Badan-badan tersebut dijamin pula akan memperoleh tanah yang cukup untuk
bangunan dan usahanya dalam bidang keagamaan dan sosial.
(2)
Untuk keperluan peribadatan dan keperluan suci lainnya sebagai dimaksud
dalam pasal 14 dapat diberikan tanah yang dikuasai langsung oleh Negara dengan
hak pakai.
(3) Perwakafan tanah milik
dilindungi dan diatur dengan Peraturan Pemerintah.

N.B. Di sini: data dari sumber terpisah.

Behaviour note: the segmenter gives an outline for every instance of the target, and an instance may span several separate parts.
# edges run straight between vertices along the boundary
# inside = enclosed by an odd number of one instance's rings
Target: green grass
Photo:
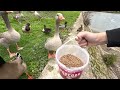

Bagian XII Ketentuan-ketentuan lain
Pasal 50
(1)
Ketentuan-ketentuan lebih lanjut mengenai hak milik diatur dengan undang-undang.
(2)
Ketentuan-ketentuan lebih lanjut mengenai hak guna usaha, hak guna
bangunan, hak pakai dan hak sewa untuk bangunan diatur dengan peraturan perundangan.
Pasal 51
Hak tanggungan yang dapat dibebankan pada hak milik,
hak guna usaha dan hak guna bangunan tersebut dalam pasal 25, 33 dan 39 diatur
dengan Undang-undang.
Bab III KETENTUAN PIDANA
Pasal 52
(1) Barang siapa dengan sengaja
melanggar ketentuan dalam pasal 15 dipidana dengan hukuman kurungan
selama-lamanya 3 bulan dan/atau denda setinggi-tingginya Rp. 10.000,-
(2)
Peraturan Pemerintah dan peraturan perundangan yang dimaksud dalam
pasal 19, 22, 24, 26 ayat (1), 46, 47, 48, 49 ayat (3) dan 50 ayat (2) dapat
memberikan ancaman pidana atas pelanggaran peraturannya dengan hukuman kurungan
selama-lamanya 3 bulan dan/atau denda setinggi-tingginya Rp. 10.000,-.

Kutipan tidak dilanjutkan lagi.